The spinal cord dorsal horn acts as a hub for the modulation of sensory information, relying heavily upon the interplay of a heterogenous cell population (endothelial cells, astrocytes) with sensory neurons. We have identified in rodent models of hyperglycemic neuropathic pain that spinal microvasculature is damaged. A pathological hallmark of chronic pain is astrogliosis, acting as a potent source of inflammatory response and impacting vessel integrity and sensory neuronal activity. To date, it remains unclear how diabetic neuropathic pain develops and how microvessels are damaged. Here we use chemogenetic manipulation of astrocytes in healthy and hyperglycaemic rodents to elucidate the role of astrogliosis in the modulation of the blood-spinal cord-barrier and nociception. For spinal astrocyte activation, intrathecal injection of AAV GFAP-hM3D(Gq)-mCherry in C57/Bl6J male mice (n=10). Clozopine-N-Oxide (CNO, n=10) or vehicle (PBS, n=5) was delivered via intraperitoneal injection 2 weeks later. Hargreaves latency testing was performed prior to and 30minutes post-CNO/vehicle delivery to evaluate nociceptive withdrawal behaviours. To investigate the inactivation of spinal astrocytes during hyperglycaemia, C57/Bl6J male mice (n=10) were intrathecal injection of AAV GFAP-hM4D(Gi)-mCherry and fed on a 60% high-fat diet for 8 weeks. CNO (n=5) or vehicle (PBS, n=5) was delivered via intraperitoneal injection (2.5mg/kg) in week 8 for 4 consecutive days. Hargreaves latency testing was performed before diet feed, each week during diet feed and 30mins post-CNO/vehicle delivery to evaluate nociceptive withdrawal behaviours. Reduced heat-induced paw withdrawal thresholds were demonstrated post-CNO dosing compared to vehicle treatment within the spinal astrocyte activation cohort (hM3D(Gq)).

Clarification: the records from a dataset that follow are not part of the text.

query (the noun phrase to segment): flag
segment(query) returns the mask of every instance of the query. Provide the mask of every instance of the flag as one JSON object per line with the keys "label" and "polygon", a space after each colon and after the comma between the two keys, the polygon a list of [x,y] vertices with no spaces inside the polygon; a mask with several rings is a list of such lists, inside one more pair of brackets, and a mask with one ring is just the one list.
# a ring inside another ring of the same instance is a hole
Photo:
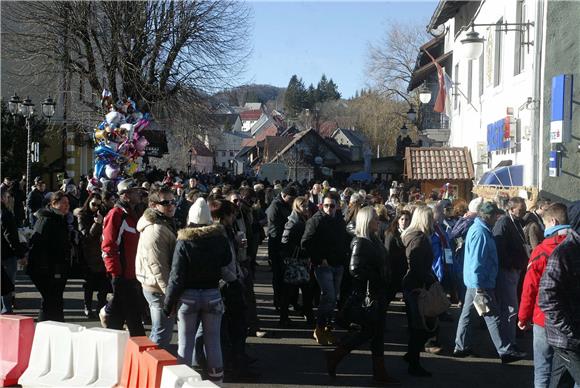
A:
{"label": "flag", "polygon": [[438,113],[444,113],[445,112],[445,100],[447,99],[447,89],[446,89],[446,85],[445,85],[445,71],[443,71],[443,68],[441,67],[441,65],[439,63],[437,63],[437,61],[435,60],[435,58],[433,58],[433,56],[431,54],[429,54],[429,52],[427,50],[423,50],[425,51],[425,54],[427,54],[429,56],[429,58],[431,58],[431,61],[433,61],[433,64],[435,65],[435,68],[437,69],[437,80],[439,81],[439,91],[437,92],[437,99],[435,100],[435,106],[433,107],[433,111],[434,112],[438,112]]}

Whereas during astrocyte inactivation (hM4D(Gi)) via CNO delivery, high-fat diet-induced thermal hypersensitivity was alleviated compared to vehicle treatment in hyperglycaemic mice. This data indicates that spinal astrocyte activation mediates nociceptive behavioural changes which can be targeted in a hyperglycaemic state for pain alleviation.